Begitu kaki menginjakkan kaki di Parapat, banyak yang bisa dilakukan pelancong untuk menikmati danau dan alam sekelilingnya. Mau berenang, naik perahu, berkeliling danau, atau sekadar memandangi air. Semua menyenangkan. Dari Parapat ini, Pelancong juga bisa menuju ke Pulau Samosir. Disini tersedia angkutan feri yang berangkat tiap jam ke Desa Tomok. Tomok merupakan desa utama di pantai timur Samosir. Desa ini merupakan salah satu tujuan turis. Di Tomok antara lain terdapat sejumlah rumah tradisional tua dan komplek makam Raja Sidabutar – rajanya Batak Toba. Jika ingin mengitari danau juga bisa menyewa perahu motor. Penginapan dari yang sederhana sampai hotel berbintang banyak tersedia. Untuk makan pun tak perlu repot. Rumah makan, restauran, dan kafe bertebaran. Mau souvenir buat oleh-oleh? Pelancong dengan gampang mendapatkannya di Parapat atau juga di Pulau Samosir. Danau Toba bisa dicapai dari dank e Kota Medan dengan kendaraan pribadi, mobil sewaan atau angkutan umum. Dari Medan bisa lewat Parapat baik melalui Tebing Tinggi dan Pematang Siantar. Bisa juga melalui rute desa Pematang Purba-Karo sampai Brastagi. Pemandangan di sepanjang perjalanan tak kalah menariknya.

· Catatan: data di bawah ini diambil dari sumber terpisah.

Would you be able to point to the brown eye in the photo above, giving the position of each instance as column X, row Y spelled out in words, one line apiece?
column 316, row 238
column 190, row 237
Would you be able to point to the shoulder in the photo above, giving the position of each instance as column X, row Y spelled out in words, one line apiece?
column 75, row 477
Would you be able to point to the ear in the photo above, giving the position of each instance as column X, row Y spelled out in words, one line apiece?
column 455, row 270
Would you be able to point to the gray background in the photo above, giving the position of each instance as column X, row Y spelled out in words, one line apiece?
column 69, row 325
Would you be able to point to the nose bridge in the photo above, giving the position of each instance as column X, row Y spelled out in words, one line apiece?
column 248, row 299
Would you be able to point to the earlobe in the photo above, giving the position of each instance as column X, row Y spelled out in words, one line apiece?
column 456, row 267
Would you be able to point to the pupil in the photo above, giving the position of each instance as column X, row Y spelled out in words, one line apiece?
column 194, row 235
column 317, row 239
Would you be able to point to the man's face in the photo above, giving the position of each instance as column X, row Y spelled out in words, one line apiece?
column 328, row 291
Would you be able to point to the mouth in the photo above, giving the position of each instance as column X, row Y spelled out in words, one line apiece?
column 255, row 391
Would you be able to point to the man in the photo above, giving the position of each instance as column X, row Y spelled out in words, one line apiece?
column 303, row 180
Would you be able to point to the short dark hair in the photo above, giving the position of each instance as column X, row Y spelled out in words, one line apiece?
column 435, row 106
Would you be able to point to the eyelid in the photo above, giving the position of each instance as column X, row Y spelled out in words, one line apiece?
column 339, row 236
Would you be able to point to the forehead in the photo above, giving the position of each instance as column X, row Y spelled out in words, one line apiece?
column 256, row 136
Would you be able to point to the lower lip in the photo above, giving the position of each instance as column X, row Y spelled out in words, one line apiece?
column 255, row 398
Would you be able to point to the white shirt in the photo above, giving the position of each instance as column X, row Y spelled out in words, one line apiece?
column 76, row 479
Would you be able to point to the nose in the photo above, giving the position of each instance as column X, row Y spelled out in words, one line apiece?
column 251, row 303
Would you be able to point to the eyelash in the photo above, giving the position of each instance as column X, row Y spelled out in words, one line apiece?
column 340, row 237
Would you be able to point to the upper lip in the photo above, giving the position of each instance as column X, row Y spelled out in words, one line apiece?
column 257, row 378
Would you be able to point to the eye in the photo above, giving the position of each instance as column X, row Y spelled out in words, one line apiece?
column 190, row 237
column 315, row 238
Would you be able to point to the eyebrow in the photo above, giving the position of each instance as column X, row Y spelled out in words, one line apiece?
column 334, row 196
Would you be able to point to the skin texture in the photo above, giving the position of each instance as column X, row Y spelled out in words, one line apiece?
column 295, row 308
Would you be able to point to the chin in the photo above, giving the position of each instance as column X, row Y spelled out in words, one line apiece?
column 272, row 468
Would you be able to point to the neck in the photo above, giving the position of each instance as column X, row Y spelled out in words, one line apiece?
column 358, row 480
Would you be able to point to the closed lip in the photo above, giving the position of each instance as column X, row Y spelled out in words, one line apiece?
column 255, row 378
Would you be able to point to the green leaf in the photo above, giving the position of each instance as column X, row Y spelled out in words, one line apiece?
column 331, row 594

Lagi-lagi kami bernyanyi riang – menyanyikan lagu jadul yang menggambarkan sebuah perjalanan orang Medan hingga ke kota Bukitinggi.

“ Sai selamat ma sinegeri negeri ageni si buali buali. Tu Siantar tu sipirok padang panjang fortdecock sai selamat ma sinegeri negeri.”, ketika meninggalkan Parapat di pagi hari itu. Kami berangkat menuju kota Medan melalui kota Bratagi.

Danau Toba menyuguhkan daya tarik tersendiri. Apa sajakah itu?

Suasana alam yang sejuk, peranginperangin yang siregar, aritonang, nyaman langsung terasa. Secara perlahan kami menyisir danau yang indah melewati perbukitan dan tobing tobing yang curam. Sejauh mata Pandiangan (memandang) yang terlihat adalah lautan air tawar. Lautan air tawar ini, sebelumnya terbentuk karena letusan supervolcano sekitar 75 ribu tahun silam. Setelah letusan terjadi, terbentuk kaldera yang kemudian terisi oleh air dan menjadi danau. Tekanan ke atas oleh magma yang belum keluar menyebabkan munculnya Pulau Samosir.

Secara bergurau suamiku berkata : “ndak disangka bahwa Samosir pun ternyata punya cucu. Semula kami kaget – karena diantara lautan air tawar itu terdapat pula pulau-pulau kecil dipinggiran danau itu. Dipinggir Danau Toba yang aritonang (tenang) – dengan latar belakang pulau Samosir yang tidur bagaikan bidadari – kami segera berfoto untuk mengabadikan pemandangan ini.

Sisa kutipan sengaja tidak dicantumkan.